In their widest context, you will encounter accounting standards at all levels of a business. They are likely to start with standards of reporting and presentation within a company to ensure that the information gathered about the company’s affairs meets the needs of the company and the information is consistent. At the other end of the scale, you will encounter international accounting standards such as IFRS (International Financial Reporting Standards) and/or GAAP (Generally Accepted Accounting Principles). These accounting standards have been prepared to meet the needs of the international financial industry for standardised accounting reporting that can be relied on for uniform presentation of information.
The GAAP accounting standards have been largely developed within the United States while the IFRS accounting standards are more European based. There is an increasing tendency for IFRS to be the more commonly used accounting standard.
In between you will encounter accounting standards developed by individual countries which have been designed for more restricted jurisdictions. However, increasingly most countries are now requiring or adopting either GAAP or IFRS as the accounting standards to be used for reporting company results.
As a general rule, each country has its own agency or agencies which are responsible for approving accounting standards. These agencies are established by statute and therefore their determinations are law in their respective countries.
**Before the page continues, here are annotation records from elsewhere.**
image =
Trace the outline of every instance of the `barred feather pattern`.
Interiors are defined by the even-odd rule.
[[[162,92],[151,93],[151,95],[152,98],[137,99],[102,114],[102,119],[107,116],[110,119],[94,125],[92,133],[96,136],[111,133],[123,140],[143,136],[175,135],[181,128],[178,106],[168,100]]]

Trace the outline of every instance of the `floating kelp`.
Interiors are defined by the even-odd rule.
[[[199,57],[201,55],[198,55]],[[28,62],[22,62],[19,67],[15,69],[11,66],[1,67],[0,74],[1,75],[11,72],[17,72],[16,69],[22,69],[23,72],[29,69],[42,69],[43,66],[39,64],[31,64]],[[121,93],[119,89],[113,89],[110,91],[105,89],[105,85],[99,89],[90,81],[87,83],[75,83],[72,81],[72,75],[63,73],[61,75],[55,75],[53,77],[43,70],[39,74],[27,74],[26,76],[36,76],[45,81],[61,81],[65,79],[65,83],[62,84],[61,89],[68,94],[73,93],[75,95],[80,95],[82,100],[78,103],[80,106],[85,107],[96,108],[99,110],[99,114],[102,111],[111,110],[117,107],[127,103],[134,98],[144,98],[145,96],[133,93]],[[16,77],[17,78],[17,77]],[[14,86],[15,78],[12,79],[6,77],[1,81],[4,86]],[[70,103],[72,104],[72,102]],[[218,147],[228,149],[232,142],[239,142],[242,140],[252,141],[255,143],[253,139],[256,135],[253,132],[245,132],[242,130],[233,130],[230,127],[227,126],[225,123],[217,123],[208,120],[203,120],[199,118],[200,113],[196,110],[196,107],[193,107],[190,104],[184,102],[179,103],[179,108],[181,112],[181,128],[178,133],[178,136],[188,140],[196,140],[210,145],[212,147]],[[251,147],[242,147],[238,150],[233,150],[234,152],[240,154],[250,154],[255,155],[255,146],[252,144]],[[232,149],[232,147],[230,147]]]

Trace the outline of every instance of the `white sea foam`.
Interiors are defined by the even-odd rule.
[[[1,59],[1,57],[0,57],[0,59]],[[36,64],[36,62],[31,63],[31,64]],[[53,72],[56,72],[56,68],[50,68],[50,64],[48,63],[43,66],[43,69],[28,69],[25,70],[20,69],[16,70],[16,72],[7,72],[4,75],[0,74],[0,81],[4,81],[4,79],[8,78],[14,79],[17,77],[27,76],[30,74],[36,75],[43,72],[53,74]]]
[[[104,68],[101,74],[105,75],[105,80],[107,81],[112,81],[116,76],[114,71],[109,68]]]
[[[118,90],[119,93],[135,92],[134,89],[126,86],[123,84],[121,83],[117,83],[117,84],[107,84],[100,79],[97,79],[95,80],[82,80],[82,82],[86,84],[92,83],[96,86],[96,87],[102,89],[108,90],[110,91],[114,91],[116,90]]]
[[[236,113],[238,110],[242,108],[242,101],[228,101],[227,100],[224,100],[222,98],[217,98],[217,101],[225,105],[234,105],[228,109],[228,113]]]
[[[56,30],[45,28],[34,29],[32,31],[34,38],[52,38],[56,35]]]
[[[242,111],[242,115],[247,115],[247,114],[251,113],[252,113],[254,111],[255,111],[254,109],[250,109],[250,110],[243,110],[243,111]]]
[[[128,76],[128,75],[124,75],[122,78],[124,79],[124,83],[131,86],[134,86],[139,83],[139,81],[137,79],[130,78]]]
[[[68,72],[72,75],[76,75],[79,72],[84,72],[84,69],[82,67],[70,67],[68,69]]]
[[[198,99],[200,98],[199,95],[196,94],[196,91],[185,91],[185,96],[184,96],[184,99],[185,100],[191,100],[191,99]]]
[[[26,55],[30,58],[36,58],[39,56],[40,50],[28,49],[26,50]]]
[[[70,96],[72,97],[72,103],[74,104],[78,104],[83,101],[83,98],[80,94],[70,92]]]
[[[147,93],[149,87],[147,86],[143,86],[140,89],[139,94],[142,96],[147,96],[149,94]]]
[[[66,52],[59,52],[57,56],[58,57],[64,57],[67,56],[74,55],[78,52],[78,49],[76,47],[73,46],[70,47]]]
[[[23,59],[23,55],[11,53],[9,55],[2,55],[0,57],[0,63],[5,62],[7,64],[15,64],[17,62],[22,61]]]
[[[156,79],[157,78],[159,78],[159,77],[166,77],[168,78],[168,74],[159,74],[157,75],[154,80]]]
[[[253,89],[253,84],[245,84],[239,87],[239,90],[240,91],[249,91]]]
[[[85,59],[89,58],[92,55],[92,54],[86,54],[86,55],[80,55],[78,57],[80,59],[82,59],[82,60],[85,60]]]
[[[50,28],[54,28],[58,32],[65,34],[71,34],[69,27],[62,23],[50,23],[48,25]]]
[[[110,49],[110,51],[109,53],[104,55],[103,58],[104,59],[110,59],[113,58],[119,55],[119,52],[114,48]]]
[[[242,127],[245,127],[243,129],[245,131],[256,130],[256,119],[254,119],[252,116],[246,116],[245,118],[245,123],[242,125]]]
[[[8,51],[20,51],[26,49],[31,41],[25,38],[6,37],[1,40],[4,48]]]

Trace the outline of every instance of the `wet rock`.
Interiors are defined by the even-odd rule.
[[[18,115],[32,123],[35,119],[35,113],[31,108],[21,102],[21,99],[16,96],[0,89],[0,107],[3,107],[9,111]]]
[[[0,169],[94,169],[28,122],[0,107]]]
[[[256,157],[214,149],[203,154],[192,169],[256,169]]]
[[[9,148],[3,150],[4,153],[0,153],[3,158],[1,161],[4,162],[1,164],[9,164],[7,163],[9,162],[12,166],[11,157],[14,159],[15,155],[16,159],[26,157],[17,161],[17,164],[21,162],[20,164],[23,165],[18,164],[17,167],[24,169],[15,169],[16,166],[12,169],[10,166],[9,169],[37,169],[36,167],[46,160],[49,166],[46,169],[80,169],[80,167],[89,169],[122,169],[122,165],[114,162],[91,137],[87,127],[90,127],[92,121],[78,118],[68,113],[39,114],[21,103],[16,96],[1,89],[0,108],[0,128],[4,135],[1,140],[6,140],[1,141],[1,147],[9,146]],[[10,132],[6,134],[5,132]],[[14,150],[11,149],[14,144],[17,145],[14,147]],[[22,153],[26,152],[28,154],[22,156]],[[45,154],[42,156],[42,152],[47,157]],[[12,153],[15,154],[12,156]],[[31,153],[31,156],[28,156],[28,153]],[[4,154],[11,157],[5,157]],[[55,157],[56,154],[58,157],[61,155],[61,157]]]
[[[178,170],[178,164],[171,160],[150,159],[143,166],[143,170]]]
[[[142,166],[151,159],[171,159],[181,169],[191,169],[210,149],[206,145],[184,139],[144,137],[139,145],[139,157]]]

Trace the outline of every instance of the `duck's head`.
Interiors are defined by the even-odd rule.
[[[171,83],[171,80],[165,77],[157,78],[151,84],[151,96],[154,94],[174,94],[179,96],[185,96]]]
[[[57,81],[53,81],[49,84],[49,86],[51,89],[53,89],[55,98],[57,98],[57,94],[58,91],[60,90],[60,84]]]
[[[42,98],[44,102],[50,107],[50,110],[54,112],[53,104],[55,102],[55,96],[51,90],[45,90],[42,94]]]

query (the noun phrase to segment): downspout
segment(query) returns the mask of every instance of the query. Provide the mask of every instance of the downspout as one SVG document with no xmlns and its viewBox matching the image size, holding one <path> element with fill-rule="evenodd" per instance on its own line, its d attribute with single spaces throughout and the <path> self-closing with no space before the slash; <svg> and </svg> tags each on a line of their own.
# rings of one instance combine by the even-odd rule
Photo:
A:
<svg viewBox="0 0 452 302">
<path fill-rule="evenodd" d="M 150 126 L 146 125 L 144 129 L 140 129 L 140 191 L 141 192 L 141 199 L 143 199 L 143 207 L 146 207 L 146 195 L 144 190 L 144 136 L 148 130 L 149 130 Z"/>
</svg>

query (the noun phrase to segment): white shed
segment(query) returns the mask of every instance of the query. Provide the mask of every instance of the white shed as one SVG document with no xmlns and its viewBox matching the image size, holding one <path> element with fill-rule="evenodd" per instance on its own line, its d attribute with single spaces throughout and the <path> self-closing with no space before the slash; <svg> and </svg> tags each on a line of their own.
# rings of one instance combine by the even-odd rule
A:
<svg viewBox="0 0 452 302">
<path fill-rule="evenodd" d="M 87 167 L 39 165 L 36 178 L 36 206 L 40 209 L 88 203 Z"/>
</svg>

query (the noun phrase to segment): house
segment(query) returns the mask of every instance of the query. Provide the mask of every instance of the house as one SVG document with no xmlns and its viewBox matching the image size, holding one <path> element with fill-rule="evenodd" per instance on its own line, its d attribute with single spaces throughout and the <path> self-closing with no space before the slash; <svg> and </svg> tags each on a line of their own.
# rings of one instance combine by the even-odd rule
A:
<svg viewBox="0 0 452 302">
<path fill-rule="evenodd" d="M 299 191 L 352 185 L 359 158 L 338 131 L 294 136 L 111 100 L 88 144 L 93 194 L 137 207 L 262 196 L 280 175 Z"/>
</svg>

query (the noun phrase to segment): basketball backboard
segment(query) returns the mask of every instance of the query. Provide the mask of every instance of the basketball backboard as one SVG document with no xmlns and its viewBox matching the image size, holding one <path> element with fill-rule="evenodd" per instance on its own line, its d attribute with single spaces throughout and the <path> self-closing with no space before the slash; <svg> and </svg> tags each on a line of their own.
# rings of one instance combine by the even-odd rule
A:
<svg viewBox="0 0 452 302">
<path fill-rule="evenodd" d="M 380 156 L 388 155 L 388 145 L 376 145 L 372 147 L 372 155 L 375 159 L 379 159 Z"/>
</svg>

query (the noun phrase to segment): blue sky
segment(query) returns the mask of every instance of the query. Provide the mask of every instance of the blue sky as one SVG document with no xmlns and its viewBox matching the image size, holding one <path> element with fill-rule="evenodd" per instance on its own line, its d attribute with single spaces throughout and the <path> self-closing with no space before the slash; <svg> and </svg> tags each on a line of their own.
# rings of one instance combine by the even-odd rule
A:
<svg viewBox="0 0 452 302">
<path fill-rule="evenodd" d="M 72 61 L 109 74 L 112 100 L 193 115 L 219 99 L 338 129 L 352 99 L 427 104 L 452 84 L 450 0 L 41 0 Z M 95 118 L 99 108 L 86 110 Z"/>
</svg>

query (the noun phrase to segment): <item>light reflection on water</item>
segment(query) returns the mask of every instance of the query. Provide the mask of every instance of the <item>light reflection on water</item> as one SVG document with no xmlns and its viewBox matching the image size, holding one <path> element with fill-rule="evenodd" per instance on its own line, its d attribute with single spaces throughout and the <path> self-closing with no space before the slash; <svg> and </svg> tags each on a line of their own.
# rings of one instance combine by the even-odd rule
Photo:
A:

For instance, in the US it is the responsibility of the Financial Accounting Standards Board, while in the UK it is the responsibility of the Financial Reporting Council comprising six agencies. In Australia it is the responsibility of the Australian Accounting Standards Board, and in New Zealand it is the responsibility of the External Reporting Board.
Why do accounting standards matter?
In the increasingly sophisticated and internationalised financial industry, investment across countries is becoming commonplace. It is therefore essential for the coherence of the industry that analysts and investors can rely on financial reports to be consistent and accurate. This requires that the accounting treatment of all activities is well understood and reported in the same manner. A simple example of this is the treatment of the valuation of fixed assets which frequently comprise a large component of a business’ value. It is essential that financial analysts can rely on the basis of valuation for two (or more) alternative investments as having been made on a comparable basis.
Reliability of valuations and valuation methodologies are no less important for local investors where there have been classic examples of overstated asset valuations in past times.